Ungewohnt ruhig ist es kurz vor 20 Uhr vor dem Cineplex in Friedrichshafen. Wo Kinobesucher normalerweise Dauerschleifen über den Parkplatz drehen, klaffen heute Parklücken direkt vor der Eingangstür. Auch auf der Treppe hinauf zu den Kinosälen besteht keinerlei Ansteckungsgefahr.
Lisa Henzler und Maximilian Brauchle haben die strikten Hygiene- und Abstandsregeln nicht abgeschreckt, sie wollen sich den Tag der Wiedereröffnung des Kinos nicht entgehen lassen. Dank Netflix sei die Schließung zwar nicht so schlimm gewesen, findet Lisa und Maximilian fand das Autokino ab und zu ganz nett, aber jetzt freuen sich auf eine Abwechslung.
Hygieneregeln werden fast ausnahmslos akzeptiert
Gleich an der Eingangstür klärt ein Plakat über die Regeln auf: Maske auf, Hände desinfizieren und 1,5 Meter Abstand zu anderen Personen halten. Das alles funktioniere bisher anstandslos, erzählt Alexander Ronkartz und berichtet von nur zwei Besuchern, die das mit der Infektionsgefahr ein bisschen zu locker sahen. Prompt bekamen sie vom Theaterleiter einen hauseigenen Mund- und Nasenschutz verpasst. Lisa und Maximilian haben sich die Karten online gekauft und dabei gleichzeitig das obligatorische Gästeregistrierungsformular ausgefüllt, auf das der Kinobetreiber für den Fall einer Infektion zurückgreifen kann. Selbstverständlich würden die Daten wieder gelöscht, versichert Ronkartz. Wer die Karte bargeldlos an der Abendkasse kauft, muss das Formular analog im Foyer ausfüllen.
Im Foyer ist es gegenüber früher still

Auch hier ist es auffallend still. Vor der Versorgungsstation, wo sich zu normalen Zeiten mehrspurig lange Schlangen bilden, stehen drei Paare im vorgeschriebenen Abstand an, um sich für die Dauer des Films mit Popkorn und Cola einzudecken. Vorher und nachher ist Knabbern und Trinken im Foyer nicht erlaubt. Maximal 100 Personen dürfen sich gleichzeitig im Foyer aufhalten. Deshalb wurden die beiden Vorführungsschienen – Nachmittag und Abend – zeitlich weiter auseinandergerückt und zusätzlich Pausen zwischen Filmende und Anfang von 15 bis 30 Minuten gemacht, um zu verhindern, dass die Besucherströme aufeinander treffen. Im schlimmsten Fall würden diese nach der Vorführung durch die Notausgänge ins Freie geleitet. Doch heute, am ersten Tag, sind derartige Maßnahmen nicht angesagt.
Vom Publikumszuspruch lohnt die Öffnung nicht
Für insgesamt 14 Filme wurden 262 Karten verkauft, weiß Ronkartz. Mehr als er erwartet hatte, aber viel zu wenig, um profitabel zu sein. Trotz angemeldeter Kurzarbeit seien solche Besucherzahlen ein Verlustgeschäft. Und warum öffnet das Kino dann? „Aus Imagegründen“, sagt er: „Wir müssen zu Zeiten von Streamingdiensten zeigen, dass es uns noch gibt“.

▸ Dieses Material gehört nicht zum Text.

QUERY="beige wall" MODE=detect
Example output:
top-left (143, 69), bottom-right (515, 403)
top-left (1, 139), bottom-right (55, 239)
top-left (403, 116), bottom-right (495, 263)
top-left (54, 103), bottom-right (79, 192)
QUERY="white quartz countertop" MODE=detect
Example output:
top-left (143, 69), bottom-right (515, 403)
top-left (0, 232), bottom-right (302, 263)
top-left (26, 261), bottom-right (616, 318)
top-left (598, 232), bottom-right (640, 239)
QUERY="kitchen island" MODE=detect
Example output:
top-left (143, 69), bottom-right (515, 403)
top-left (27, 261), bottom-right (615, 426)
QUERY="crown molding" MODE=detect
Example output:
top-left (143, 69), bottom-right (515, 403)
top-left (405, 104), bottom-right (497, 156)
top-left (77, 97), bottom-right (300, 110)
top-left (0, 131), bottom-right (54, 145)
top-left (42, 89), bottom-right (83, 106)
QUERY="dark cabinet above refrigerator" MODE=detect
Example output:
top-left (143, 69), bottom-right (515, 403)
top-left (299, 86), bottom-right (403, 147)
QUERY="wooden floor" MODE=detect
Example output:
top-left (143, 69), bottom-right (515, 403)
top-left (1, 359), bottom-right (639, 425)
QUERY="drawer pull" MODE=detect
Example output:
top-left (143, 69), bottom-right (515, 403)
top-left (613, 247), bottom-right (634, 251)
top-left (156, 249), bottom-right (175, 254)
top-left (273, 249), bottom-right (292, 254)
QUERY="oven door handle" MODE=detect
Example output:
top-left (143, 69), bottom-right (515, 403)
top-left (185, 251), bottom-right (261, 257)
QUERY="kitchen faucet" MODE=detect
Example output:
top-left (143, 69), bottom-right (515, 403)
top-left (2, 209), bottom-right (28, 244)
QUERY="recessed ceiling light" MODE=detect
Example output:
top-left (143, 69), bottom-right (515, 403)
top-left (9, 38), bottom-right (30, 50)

Nur jede zweite Reihe wird besetzt
Romina Vögele und Julian Pfeiffer machen es sich inzwischen mit Popcorn und Nachos in der ersten Reihe bequem und dürfen endlich ihre Masken abnehmen. Es habe sie ein wenig gestresst, dass der Film bereits ausverkauft war und sie nur noch Plätze an vorderster Front bekamen. Doch im Kinosaal gähnt Leere die Besucher an. „Wir haben aufgrund der Abstandsregeln eine Maximalkapazität von 25 Prozent der möglichen Auslastung“, erklärt der Theaterleiter das Paradox. In dem mit 317 Plätzen größten Saal finden deshalb nur 80 bis 90 Personen Platz. Nur jede zweite Reihe wird besetzt, zwischen Einzelpersonen, Paaren oder Gruppen, müssen jeweils zwei Plätze freigehalten werden.
An der Kasse fast beschäftigungslos

Trotzdem ist heute ein Team von acht Mitarbeitern im Einsatz. Margarita Michelson sitzt alleine an der Kasse und war nur mit ein paar Stornos und Gutscheinen beschäftigt. Nach der langen Pause hatte die Lampe im Projektor eines Saales gestreikt und die 15 Besucher mussten je nach Wunsch auf andere Filme verteilt oder mit Gutscheinen versorgt werden. Selbstverständlich hat das Kino die Kosten für die Snacks übernommen. Ronkartz sagt: „Die Besucher waren alle sehr verständnisvoll“.